Hello, I Am From Earth
by Maxim Salnikov
When I lost my arms, I was given a choice: become a beggar, or a starfighter pilot. Terra Corps needed people with nothing to lose, people who were willing to get cybertoys screwed into their bodies so that their genius R&D eggheads could turn them into statistics.
They gave me a pair of metal arms with claws at their tips, gave me a guitar, and told me to learn how to play.
It took me a month to get my metal fingers to obey, another month to learn the basic chords, and then … then came my trial by fire. I failed.
Combat space craft were cheap back then – Terra Corps had entire planets dedicated to replicating the star fleet. The pilots were even cheaper. Oh, I’d spent time in the simulators, sure, but I never wanted to go to war.
But what choice did I have? I got myself together and followed my flight group to the hangar bay.
Three bogeys waited for us in high orbit over Gliese 5b.
Pilots maneuvered between plasma bolts exploding against the backdrop of a millions stars, my wingmen going down in fireballs all around me. I grabbed onto the flight stick and held on to my life.
It was nothing like the simulators, and it didn’t last long.
The ship shuddered, and my helmet’s HUD spat out a damage report. A rocket had just taken out my engines. The choice was eject or die. I ejected.
The ship exploded below me, throwing the escape pod towards the planet. As I slid towards the surface, my heart pounding in my chest, the battle unfolded before me on the other side of the pod’s scorched view screen. It was a battle we’d lost.
I had only three things on my mind:
- Gliese 5b was an uninhabited, Earth-like planet. It had oxygen and food.
- My guitar was hidden in the pod’s cargo compartment.
- The pod was transmitting my location even as I fell into the atmosphere.
I disengaged the transmitter and braced for impact.
The media likes to talk about my first words fifteen years later, when a New Terran Alliance research team accidentally stumbled into my camp and ‘rescued’ me.
What I think is more important is that, all that time ago when I’d landed on Gliese 5b, I took in a breath full of air and, for the very first time in a very long time, I think I was happy. I took my guitar, went to a clearing, and played.

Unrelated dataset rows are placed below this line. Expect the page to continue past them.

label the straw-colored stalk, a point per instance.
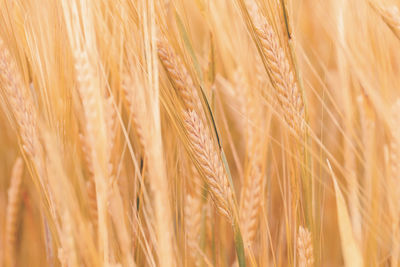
(13, 210)
(304, 248)
(279, 70)
(193, 215)
(393, 181)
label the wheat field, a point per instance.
(199, 133)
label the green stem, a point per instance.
(239, 244)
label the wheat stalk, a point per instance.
(193, 215)
(22, 106)
(394, 188)
(253, 183)
(13, 209)
(279, 70)
(209, 164)
(305, 248)
(179, 76)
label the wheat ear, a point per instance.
(179, 76)
(13, 208)
(209, 164)
(279, 70)
(305, 248)
(21, 105)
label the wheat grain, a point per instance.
(179, 76)
(279, 70)
(305, 248)
(209, 164)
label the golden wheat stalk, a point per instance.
(394, 188)
(209, 164)
(13, 209)
(253, 184)
(193, 215)
(179, 76)
(279, 69)
(305, 248)
(16, 93)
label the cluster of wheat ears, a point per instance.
(199, 133)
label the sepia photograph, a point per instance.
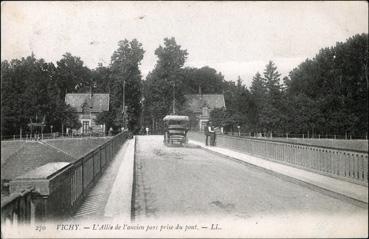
(184, 119)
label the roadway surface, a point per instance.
(188, 181)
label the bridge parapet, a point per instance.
(350, 165)
(55, 190)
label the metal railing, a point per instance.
(351, 165)
(17, 208)
(74, 183)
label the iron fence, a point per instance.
(81, 176)
(350, 165)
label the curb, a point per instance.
(124, 194)
(309, 185)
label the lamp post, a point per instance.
(174, 98)
(124, 110)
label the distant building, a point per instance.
(202, 104)
(88, 106)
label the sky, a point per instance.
(235, 38)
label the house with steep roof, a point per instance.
(88, 106)
(202, 104)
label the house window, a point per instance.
(205, 111)
(85, 125)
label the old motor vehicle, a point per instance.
(175, 129)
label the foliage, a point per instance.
(124, 69)
(167, 75)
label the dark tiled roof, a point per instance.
(196, 102)
(99, 102)
(32, 155)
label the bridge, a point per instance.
(241, 187)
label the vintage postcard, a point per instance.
(161, 119)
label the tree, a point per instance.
(125, 73)
(160, 83)
(336, 78)
(205, 79)
(72, 76)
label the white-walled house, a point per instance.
(88, 106)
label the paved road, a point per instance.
(177, 182)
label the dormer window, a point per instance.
(205, 111)
(85, 108)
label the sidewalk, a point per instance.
(112, 194)
(340, 189)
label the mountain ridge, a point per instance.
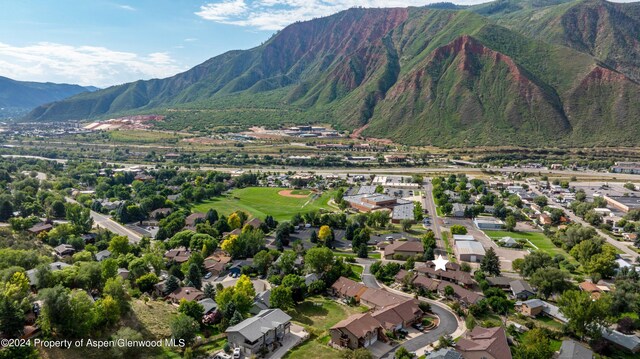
(414, 75)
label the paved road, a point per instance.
(623, 246)
(392, 170)
(428, 203)
(448, 321)
(103, 221)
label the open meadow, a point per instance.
(262, 201)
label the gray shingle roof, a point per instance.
(255, 327)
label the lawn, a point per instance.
(357, 270)
(312, 348)
(538, 239)
(445, 239)
(262, 201)
(151, 320)
(317, 315)
(372, 255)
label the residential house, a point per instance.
(310, 278)
(509, 242)
(160, 213)
(399, 316)
(403, 249)
(261, 302)
(488, 223)
(627, 342)
(193, 219)
(124, 273)
(425, 283)
(378, 298)
(535, 307)
(357, 331)
(500, 282)
(347, 289)
(64, 250)
(488, 343)
(570, 349)
(404, 276)
(521, 289)
(458, 210)
(187, 293)
(40, 227)
(55, 266)
(260, 333)
(209, 305)
(444, 353)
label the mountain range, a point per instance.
(510, 72)
(19, 97)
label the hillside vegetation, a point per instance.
(509, 72)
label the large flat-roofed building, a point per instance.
(626, 167)
(470, 251)
(402, 212)
(623, 203)
(370, 202)
(489, 223)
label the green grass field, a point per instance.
(537, 238)
(262, 201)
(357, 271)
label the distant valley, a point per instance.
(510, 72)
(17, 98)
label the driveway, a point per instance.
(294, 338)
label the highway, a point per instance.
(623, 246)
(103, 221)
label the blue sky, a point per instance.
(105, 42)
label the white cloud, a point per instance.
(127, 7)
(84, 65)
(276, 14)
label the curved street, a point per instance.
(449, 323)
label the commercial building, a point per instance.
(623, 203)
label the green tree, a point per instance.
(510, 223)
(549, 281)
(194, 275)
(458, 229)
(281, 297)
(318, 260)
(146, 282)
(534, 345)
(184, 327)
(119, 245)
(490, 263)
(193, 309)
(586, 316)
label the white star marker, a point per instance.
(440, 263)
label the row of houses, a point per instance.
(390, 312)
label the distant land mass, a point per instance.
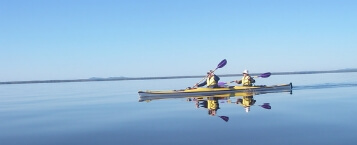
(92, 79)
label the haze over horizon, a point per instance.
(45, 40)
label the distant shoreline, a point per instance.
(170, 77)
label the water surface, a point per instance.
(320, 110)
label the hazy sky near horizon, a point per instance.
(71, 39)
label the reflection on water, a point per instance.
(325, 86)
(211, 103)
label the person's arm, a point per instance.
(216, 78)
(251, 79)
(202, 84)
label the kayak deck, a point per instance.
(212, 91)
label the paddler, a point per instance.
(246, 80)
(211, 81)
(246, 102)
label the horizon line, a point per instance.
(93, 79)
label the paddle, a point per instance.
(264, 75)
(225, 118)
(265, 106)
(220, 65)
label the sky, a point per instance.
(75, 39)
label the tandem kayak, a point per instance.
(213, 91)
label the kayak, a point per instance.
(214, 91)
(223, 96)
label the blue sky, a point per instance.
(71, 39)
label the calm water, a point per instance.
(321, 110)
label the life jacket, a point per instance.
(212, 104)
(211, 81)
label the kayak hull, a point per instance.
(213, 91)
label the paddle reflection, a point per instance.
(211, 103)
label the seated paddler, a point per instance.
(211, 81)
(246, 80)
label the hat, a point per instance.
(247, 109)
(246, 72)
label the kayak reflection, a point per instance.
(246, 100)
(211, 100)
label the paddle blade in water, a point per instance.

They call me a rock star now, but if you practice every day for fifteen years straight, you can be a rock star too.
Today, playing music for me is no different from the concerts I gave to the weird little alien critters who gathered to listen on a planet that became a statistic in a war I never cared to fight.
I told those critters the same thing I told the NTA researchers when they showed up on my doorstep.
I said, “Hello, I am from Earth.”
Art by John Sonting.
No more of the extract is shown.